Guardian, Bilgi Edinme Özgürlüğü yasası kapsamında ulaştığı belgeler ışığında, eski Muhafazakar Başbakan Margaret Thatcher'ın 1984-85 yıllarında İngiltere'yi sarsan maden grevleri sırasında Sovyetler Birliği'nden gelecek yardımı engellediğini belirtiyor. Haberde özetle şöyle deniyor:

'Thatcher, Sovyet yardımını nasıl engelledi?'

"Madenci Sendikaları Federasyonu, grevi devam ettirebilmek için şiddetle paraya ihtiyaç duyuyordu. Mahkeme federasyonun malvarlığına el konulmasını kararlaştırmıştı. Federasyonun Başkanı parayı Sovyetler Birliği'nden bulmak için çaba harcadı ve Rus madenciler, maaşlarından toplam bir milyon dolar bağış topladılar. Ama bu paranın, mahkeme tarafından el konulmaması için İngiltere'ye gizlice getirilmesi gerekiyordu. Ruslar, parayı sendikanın Zürih'teki hesabına yatırmaya çalıştı ama federasyonun diğer hesapları gibi bu da dondurulmuştu."

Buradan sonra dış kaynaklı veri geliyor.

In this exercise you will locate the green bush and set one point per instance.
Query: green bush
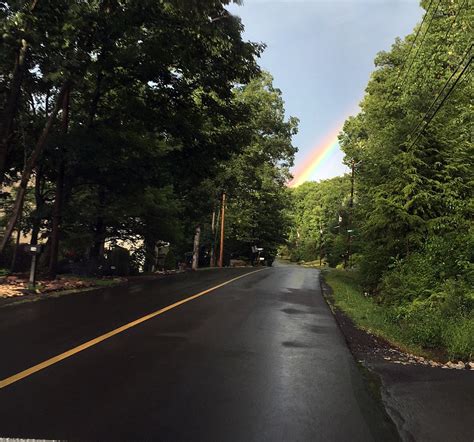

"Bu bağışa Sovyet Hükümeti'nin onay verip vermediğini anlamaya çalışan Thatcher, Sovyetler'e her koldan diplomatik baskı uyguladı. O dönem Çernenko'nun yerini almaya hazırlanan eski Sovyet lideri Mihail Gorbaçov'a İngiltere ziyareti sırasında, "bunun içişlerine müdahale anlamına geleceği" uyarısında bulundu. Bir ay önce madencilerin bağış iznini bizzat imzalayan Gorbaçov, böyle birşeyden haberi olmadığını söyledi. Sonunda Thatcher yardımın gelmesini engelledi. Sovyetler Birliği, Demir Lady'yi kızdırmamak için İngiliz madencileri feda etti."